While profiling my application, I have found that using output image pixel format of RGBA 32bit floating point really slows down the performance about 4 times, compared to using 16bit floating point.(I know it is a terrible idea to use 32bit floating point as output image for usual graphics application, but it’s another story)
Strangely, every units throughputs(not only unit throughputs, but as L2 bandwidth things) are shown to be really underutilized in fp32 case, at least according to Nsight graphics GPU profiling.

Now, I am suspecting that CROP contains separated fp16 unit and fp32 unit, which leads to poor performance when using 32bit blending.(or at least CROP color compression unit things…) However, CROP also shows poor unit utilization in Nsight graphics.

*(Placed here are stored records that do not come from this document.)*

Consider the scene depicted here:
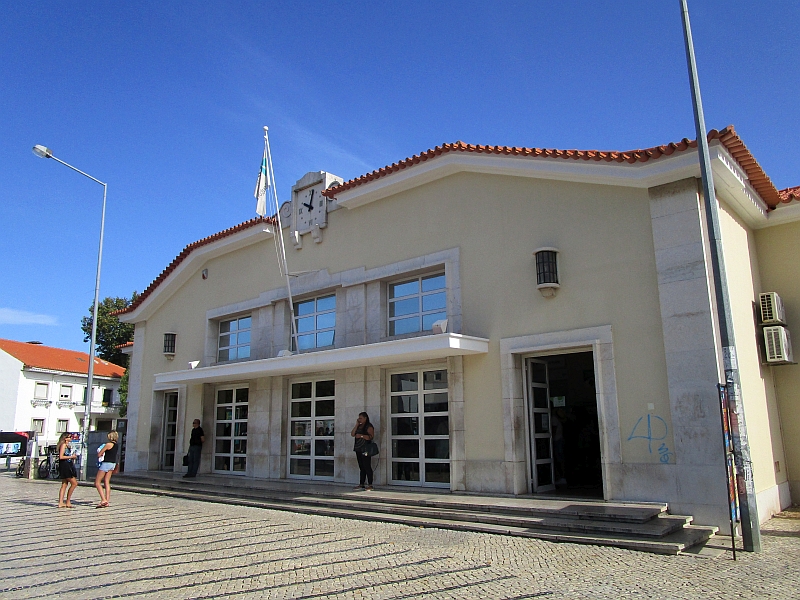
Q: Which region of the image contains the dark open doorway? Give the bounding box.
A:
[528,352,603,498]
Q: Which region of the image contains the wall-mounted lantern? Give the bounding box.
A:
[533,248,561,298]
[164,333,178,360]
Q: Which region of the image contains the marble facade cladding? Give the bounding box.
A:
[648,178,728,526]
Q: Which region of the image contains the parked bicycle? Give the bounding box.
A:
[39,446,59,479]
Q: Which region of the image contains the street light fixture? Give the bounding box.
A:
[33,144,108,481]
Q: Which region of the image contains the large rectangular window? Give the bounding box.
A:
[214,388,250,473]
[294,294,336,350]
[389,273,447,336]
[389,369,450,487]
[217,315,251,362]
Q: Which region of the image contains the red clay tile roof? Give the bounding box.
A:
[0,339,125,377]
[322,125,794,209]
[111,217,275,315]
[778,185,800,204]
[119,125,800,315]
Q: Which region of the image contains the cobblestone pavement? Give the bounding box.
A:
[0,474,800,600]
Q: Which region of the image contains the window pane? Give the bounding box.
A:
[389,279,419,298]
[425,415,450,435]
[392,462,419,481]
[422,273,445,292]
[389,296,419,317]
[317,379,336,398]
[317,331,334,348]
[292,421,311,437]
[392,394,418,415]
[392,440,419,458]
[294,300,314,317]
[297,317,314,333]
[289,458,311,475]
[425,394,447,412]
[425,440,450,458]
[292,381,311,398]
[389,317,419,335]
[317,295,336,312]
[317,400,333,417]
[392,373,417,392]
[317,313,336,329]
[392,417,418,435]
[314,460,333,477]
[422,292,447,312]
[297,333,316,350]
[422,369,447,390]
[425,463,450,483]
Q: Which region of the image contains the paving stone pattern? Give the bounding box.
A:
[0,474,800,600]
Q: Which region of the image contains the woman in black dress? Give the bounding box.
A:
[350,412,375,491]
[56,433,78,508]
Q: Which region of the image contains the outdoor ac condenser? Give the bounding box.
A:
[758,292,786,325]
[764,325,794,364]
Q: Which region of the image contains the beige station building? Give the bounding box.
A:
[115,127,800,529]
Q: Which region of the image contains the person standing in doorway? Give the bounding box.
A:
[94,431,119,508]
[184,419,206,477]
[350,412,375,491]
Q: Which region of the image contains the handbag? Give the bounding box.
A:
[364,441,381,456]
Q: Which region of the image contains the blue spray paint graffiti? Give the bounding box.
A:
[628,415,674,463]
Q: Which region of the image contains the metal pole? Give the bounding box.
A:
[680,0,761,552]
[36,150,108,481]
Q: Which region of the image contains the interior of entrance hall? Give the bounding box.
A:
[530,352,603,498]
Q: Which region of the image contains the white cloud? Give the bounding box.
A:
[0,308,58,325]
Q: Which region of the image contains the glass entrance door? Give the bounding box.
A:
[161,392,178,471]
[389,369,450,487]
[289,379,336,480]
[525,358,556,493]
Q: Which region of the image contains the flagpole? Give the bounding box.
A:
[264,125,300,353]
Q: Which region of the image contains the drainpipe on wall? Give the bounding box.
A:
[680,0,761,552]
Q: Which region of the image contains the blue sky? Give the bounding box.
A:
[0,0,800,351]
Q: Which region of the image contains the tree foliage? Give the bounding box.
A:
[81,292,139,367]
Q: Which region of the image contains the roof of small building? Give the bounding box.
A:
[0,339,125,378]
[113,125,800,315]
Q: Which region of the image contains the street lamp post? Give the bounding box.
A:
[33,145,108,481]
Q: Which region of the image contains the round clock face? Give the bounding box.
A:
[295,185,328,231]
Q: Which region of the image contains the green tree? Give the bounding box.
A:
[81,292,139,367]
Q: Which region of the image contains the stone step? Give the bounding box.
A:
[109,482,715,554]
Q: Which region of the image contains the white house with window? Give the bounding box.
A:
[0,339,125,447]
[120,128,800,525]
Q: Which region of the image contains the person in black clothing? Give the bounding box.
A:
[184,419,206,477]
[350,412,375,491]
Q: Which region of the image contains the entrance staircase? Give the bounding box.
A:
[114,472,717,554]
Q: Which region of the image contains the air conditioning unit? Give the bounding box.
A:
[758,292,786,325]
[764,325,794,364]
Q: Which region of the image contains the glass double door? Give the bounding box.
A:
[289,379,336,480]
[525,358,556,493]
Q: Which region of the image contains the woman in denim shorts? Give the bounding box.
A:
[94,431,119,508]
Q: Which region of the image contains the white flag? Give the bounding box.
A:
[253,148,269,217]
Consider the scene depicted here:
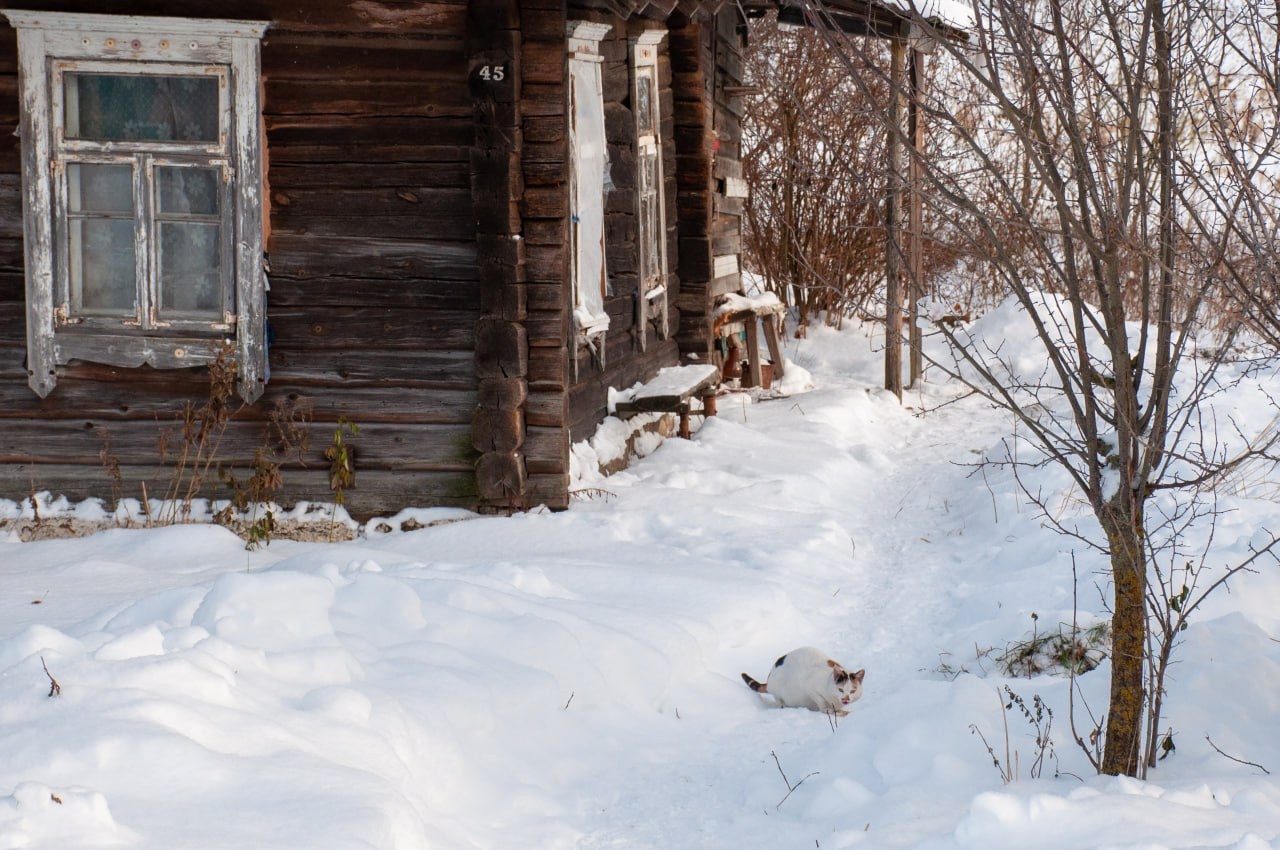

Now, this is a main question. How should I interpret the number given by unit throughput? Is Nsight graphics are giving some misleading number about unit throughput and CROP fp32 operation is actual bound? Or should I look for other reasons to explain this result?

Best regards,

Hi jasonkim2,

It’s hard to say based on your description. What’s your environment (Nsight Graphics version, GPU, Driver, OS, etc.) I am not sure which activity of Nsight Graphics you are using. If you are using GPUTrace Activity, maybe you can check the online doc.